Bank of Italy approved Banca Sella’s notification to offer crypto custody and transfer services to selected customers beginning in 2026 under the EU MiCA rules.

Banca Sella completed its notification process with the Bank of Italy and received approval to offer crypto custody and transfer services to selected customers starting in 2026 under the EU Markets in Crypto Assets framework, known as MiCA.

The approval allows a limited rollout of digital-asset custody and transfer functions in 2026 at the earliest. Services will be available only to defined customer groups initially while the bank tests operational processes, compliance controls and technology.

Under MiCA, banks, exchanges and other providers operate within a clearer legal framework for issuance, custody and transfer of crypto assets and certain tokenized instruments. The notification to the Bank of Italy is a formal procedure required for banks seeking to offer regulated crypto services from within the banking sector.

Banca Sella stated it has developed internal capabilities in distributed ledger technology and digital-asset operations and has participated in trials run by the Bank of Italy’s Fintech Milano Hub since 2022.

The group is a founding member of Qivalis, a consortium of 37 European banks working on a euro-backed stablecoin and related settlement infrastructure. The consortium is testing how tokenized forms of fiat might be used for faster or more programmable settlement between financial institutions.

Andrea Tessera, managing director of digital banking at Banca Sella, commented: “The evolution of payments toward instant, interoperable, and programmable models is redefining financial infrastructures at the European and global levels.”

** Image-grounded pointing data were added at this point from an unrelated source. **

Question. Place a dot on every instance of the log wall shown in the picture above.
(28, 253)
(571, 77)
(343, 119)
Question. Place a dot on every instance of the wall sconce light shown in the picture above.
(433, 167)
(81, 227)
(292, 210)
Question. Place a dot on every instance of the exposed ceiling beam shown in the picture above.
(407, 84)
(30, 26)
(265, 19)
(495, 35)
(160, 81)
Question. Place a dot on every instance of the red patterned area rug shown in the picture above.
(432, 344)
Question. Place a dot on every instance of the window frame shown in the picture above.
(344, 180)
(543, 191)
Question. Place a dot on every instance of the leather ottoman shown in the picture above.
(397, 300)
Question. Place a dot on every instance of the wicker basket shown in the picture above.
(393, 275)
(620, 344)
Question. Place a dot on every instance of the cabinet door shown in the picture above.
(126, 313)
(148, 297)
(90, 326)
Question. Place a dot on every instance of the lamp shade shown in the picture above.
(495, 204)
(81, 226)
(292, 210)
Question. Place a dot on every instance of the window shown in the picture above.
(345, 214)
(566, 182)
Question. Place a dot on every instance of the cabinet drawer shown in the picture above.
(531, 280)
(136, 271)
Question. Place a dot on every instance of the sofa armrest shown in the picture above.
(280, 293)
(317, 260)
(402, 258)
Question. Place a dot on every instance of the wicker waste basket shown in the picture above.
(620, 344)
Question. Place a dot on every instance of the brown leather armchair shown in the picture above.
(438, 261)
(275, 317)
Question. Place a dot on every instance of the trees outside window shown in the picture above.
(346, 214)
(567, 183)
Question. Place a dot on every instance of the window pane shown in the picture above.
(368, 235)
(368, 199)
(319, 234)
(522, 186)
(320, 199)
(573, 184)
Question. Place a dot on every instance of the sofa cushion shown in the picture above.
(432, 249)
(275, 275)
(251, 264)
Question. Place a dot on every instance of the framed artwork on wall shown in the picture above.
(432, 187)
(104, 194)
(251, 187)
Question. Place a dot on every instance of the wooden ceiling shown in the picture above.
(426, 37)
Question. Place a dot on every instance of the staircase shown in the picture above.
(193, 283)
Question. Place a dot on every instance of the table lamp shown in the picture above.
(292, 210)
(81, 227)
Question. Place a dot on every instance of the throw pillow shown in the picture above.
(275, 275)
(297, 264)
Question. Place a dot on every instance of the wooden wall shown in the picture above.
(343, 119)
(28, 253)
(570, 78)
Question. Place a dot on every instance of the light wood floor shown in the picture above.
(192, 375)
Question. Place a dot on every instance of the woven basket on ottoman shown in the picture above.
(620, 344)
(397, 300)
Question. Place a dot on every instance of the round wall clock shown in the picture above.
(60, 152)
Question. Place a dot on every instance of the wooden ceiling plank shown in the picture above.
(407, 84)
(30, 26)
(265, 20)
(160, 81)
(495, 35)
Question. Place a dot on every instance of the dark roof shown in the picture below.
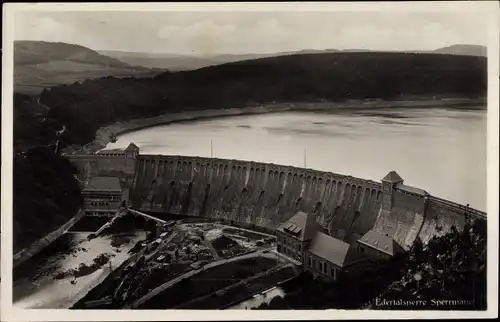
(111, 151)
(393, 177)
(132, 146)
(301, 225)
(380, 242)
(412, 189)
(329, 248)
(109, 184)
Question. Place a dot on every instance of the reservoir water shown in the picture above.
(441, 150)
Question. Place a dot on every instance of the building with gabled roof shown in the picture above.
(103, 196)
(393, 177)
(302, 239)
(374, 242)
(294, 235)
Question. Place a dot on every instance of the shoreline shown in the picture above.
(104, 134)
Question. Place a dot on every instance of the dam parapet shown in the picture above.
(267, 195)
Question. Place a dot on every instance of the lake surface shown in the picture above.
(441, 150)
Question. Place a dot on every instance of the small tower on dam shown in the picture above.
(131, 153)
(389, 183)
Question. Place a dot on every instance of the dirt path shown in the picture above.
(176, 280)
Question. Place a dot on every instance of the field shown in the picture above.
(32, 79)
(209, 281)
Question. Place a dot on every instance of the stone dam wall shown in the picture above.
(268, 194)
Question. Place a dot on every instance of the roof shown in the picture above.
(111, 151)
(393, 177)
(412, 189)
(380, 242)
(301, 225)
(109, 184)
(329, 248)
(132, 146)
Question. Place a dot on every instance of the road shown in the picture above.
(241, 282)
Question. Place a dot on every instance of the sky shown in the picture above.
(210, 33)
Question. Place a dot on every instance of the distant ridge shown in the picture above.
(39, 64)
(288, 79)
(27, 52)
(464, 50)
(177, 62)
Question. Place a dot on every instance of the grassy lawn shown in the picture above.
(208, 281)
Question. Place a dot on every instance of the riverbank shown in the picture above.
(104, 134)
(60, 279)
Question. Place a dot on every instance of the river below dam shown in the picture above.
(441, 150)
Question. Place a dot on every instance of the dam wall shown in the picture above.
(88, 165)
(267, 195)
(255, 193)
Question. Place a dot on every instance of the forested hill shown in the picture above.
(83, 108)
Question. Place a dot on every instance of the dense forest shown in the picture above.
(84, 107)
(45, 191)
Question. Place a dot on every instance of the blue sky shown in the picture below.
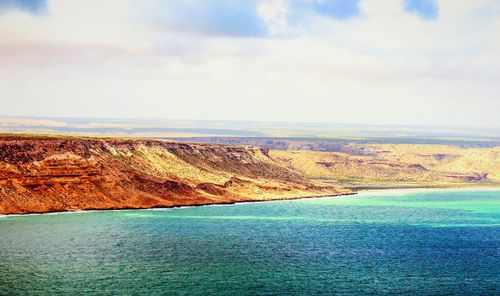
(434, 62)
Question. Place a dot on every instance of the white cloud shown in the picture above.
(385, 66)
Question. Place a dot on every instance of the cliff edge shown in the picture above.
(46, 174)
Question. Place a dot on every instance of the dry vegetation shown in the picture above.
(399, 165)
(43, 174)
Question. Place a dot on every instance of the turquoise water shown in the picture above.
(433, 242)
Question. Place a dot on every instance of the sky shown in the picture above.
(404, 62)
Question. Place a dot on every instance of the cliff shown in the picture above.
(46, 174)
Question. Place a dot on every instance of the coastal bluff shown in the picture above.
(41, 174)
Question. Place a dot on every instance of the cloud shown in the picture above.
(337, 9)
(32, 6)
(425, 9)
(210, 17)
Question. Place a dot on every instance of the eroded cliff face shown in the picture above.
(59, 174)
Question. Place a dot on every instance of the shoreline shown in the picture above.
(360, 192)
(410, 189)
(174, 206)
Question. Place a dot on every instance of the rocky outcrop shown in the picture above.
(44, 174)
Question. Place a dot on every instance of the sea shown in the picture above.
(404, 242)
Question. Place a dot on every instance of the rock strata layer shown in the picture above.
(47, 174)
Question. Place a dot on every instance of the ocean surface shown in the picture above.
(404, 242)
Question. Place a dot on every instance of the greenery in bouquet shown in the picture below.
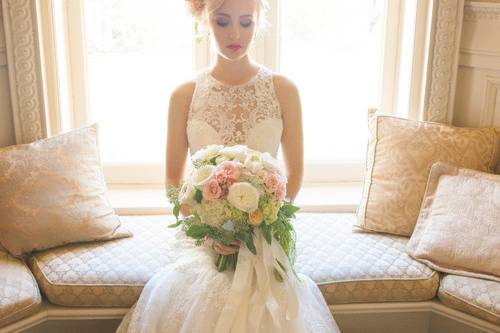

Banca Sella noted that operational and regulatory controls are part of its rollout plan and that initial customer restrictions reflect a phased approach while systems and compliance procedures are implemented.

The approval is an early example in Italy of a regulated bank preparing to offer services that had previously been handled largely outside traditional banking channels. Other lenders in Italy are also working on compliance checks and infrastructure upgrades under MiCA.